Now, you can argue about whether or not we should describe this with the word “sound” or “noise,” or “fersizzleplumf,” but let’s all be aware that we’re arguing about which word to use to describe reality; we’re not arguing about what reality is truly like.

No. Various people do believe that identity is part of reality. Various people believe that it's reasonble to say that in reality I existed ten years ago even if no atom in my body existed ten years ago.

Atheism is the lack of belief in theism, or sometimes, the belief that theist ideas are false. This is the nature of it.

Basically atheism has nothing to do with the properties of the average atheist that an someone doing a sociology study on atheists would find?

It's ironic that you think that atheism has a nature given what you said about reality above. That you believe sound has no such thing as a nature that can be investigated. It seems like you choose your ontological committments based on what gives you the answer you are seeking for a particular case instead of staying consistent or even going so far as recognizing that there are different possible committments.

Anyone got some Deep Questions that aren't just verbal and conceptual confusion?

"Why is it that when our cognitive systems engage in visual and auditory information-processing, we have visual or auditory experience: the quality of deep blue, the sensation of middle C? How can we explain why there is something it is like to entertain a mental image, or to experience an emotion? It is widely agreed that experience arises from a physical basis, but we have no good explanation of why and how it so arises. Why should physical processing give rise to a rich inner life at all?"

-- David Chalmers

These questions may be a product of conceptual confusion, but they don't seem that way to me. Perhaps I am confused in the same way.

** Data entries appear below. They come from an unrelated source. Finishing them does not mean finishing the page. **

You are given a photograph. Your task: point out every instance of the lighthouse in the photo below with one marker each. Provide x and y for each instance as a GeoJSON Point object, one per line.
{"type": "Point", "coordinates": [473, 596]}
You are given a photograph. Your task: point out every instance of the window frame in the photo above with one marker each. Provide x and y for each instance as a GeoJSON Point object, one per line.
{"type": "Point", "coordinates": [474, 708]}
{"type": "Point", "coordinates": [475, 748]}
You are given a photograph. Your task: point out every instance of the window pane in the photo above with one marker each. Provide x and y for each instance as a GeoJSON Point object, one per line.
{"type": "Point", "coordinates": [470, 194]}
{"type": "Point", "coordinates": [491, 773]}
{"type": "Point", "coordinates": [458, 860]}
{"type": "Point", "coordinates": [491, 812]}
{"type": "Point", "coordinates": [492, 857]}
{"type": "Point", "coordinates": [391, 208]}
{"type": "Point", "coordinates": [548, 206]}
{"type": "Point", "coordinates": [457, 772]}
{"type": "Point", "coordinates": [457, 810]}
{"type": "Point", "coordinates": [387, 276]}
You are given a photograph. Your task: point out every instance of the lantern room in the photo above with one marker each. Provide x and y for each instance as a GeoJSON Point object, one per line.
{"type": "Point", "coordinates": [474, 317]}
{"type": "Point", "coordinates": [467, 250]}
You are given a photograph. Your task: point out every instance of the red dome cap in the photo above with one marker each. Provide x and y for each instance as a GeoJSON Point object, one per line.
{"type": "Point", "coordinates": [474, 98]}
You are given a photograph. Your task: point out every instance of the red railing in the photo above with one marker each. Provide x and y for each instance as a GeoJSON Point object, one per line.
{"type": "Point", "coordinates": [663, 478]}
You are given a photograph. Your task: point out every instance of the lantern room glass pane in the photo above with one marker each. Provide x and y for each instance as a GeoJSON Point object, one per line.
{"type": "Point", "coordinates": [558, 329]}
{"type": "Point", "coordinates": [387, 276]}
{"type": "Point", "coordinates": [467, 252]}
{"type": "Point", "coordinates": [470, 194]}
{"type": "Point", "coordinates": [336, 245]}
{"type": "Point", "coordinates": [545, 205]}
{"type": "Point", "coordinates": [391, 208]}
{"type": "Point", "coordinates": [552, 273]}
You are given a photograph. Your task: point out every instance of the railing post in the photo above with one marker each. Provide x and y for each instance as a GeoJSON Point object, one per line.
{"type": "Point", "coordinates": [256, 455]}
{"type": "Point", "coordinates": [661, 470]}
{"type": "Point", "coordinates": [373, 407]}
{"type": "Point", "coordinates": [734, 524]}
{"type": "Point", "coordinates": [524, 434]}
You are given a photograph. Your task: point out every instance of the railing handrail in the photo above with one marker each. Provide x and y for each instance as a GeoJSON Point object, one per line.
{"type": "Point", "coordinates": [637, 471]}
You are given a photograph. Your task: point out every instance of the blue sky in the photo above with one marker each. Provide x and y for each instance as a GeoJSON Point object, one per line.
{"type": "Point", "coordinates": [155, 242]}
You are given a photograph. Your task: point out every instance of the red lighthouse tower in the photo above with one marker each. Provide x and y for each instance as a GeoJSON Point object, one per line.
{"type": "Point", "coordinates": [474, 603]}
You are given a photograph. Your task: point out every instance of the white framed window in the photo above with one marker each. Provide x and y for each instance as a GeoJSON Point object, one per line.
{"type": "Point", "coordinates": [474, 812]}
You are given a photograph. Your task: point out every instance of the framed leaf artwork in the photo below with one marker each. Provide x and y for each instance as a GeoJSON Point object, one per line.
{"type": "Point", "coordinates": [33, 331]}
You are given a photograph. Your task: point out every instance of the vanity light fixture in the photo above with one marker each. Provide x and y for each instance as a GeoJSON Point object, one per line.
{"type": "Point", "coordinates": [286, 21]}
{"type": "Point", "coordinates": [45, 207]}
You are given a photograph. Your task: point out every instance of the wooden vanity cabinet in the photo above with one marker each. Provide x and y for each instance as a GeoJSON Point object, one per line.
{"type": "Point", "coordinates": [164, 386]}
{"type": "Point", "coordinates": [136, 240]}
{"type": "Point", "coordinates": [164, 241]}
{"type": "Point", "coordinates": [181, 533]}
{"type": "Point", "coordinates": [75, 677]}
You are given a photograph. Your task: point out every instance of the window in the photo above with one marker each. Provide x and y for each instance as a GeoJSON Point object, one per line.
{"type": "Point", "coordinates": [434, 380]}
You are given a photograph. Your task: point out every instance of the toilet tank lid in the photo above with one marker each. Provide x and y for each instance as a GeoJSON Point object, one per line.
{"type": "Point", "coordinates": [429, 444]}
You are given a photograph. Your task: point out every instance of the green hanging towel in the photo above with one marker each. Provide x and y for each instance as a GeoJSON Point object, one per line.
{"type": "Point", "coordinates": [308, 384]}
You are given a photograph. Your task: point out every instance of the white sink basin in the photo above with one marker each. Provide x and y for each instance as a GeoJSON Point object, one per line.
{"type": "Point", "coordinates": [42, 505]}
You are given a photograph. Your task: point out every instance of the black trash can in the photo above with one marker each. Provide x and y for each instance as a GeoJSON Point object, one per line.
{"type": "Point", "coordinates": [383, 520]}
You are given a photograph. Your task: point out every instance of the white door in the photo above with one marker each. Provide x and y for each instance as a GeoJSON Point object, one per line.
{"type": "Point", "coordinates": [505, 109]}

Those questions look prima facie impossible to answer, which in my experience strongly indicates that they are the result of conceptual confusion.

Please provide some examples of questions which "look... impossible to answer" but actually result from "conceptual confusion".

Is your username a deliberate pun on Metatron or is that just a coincidence?

השאלה זה לא נראה בלתי אפשרי לענות

I think we usually don't call questions where it's simply hard to find empiric evidence deep. We usually call those questions where conceptualizing is difficult deep.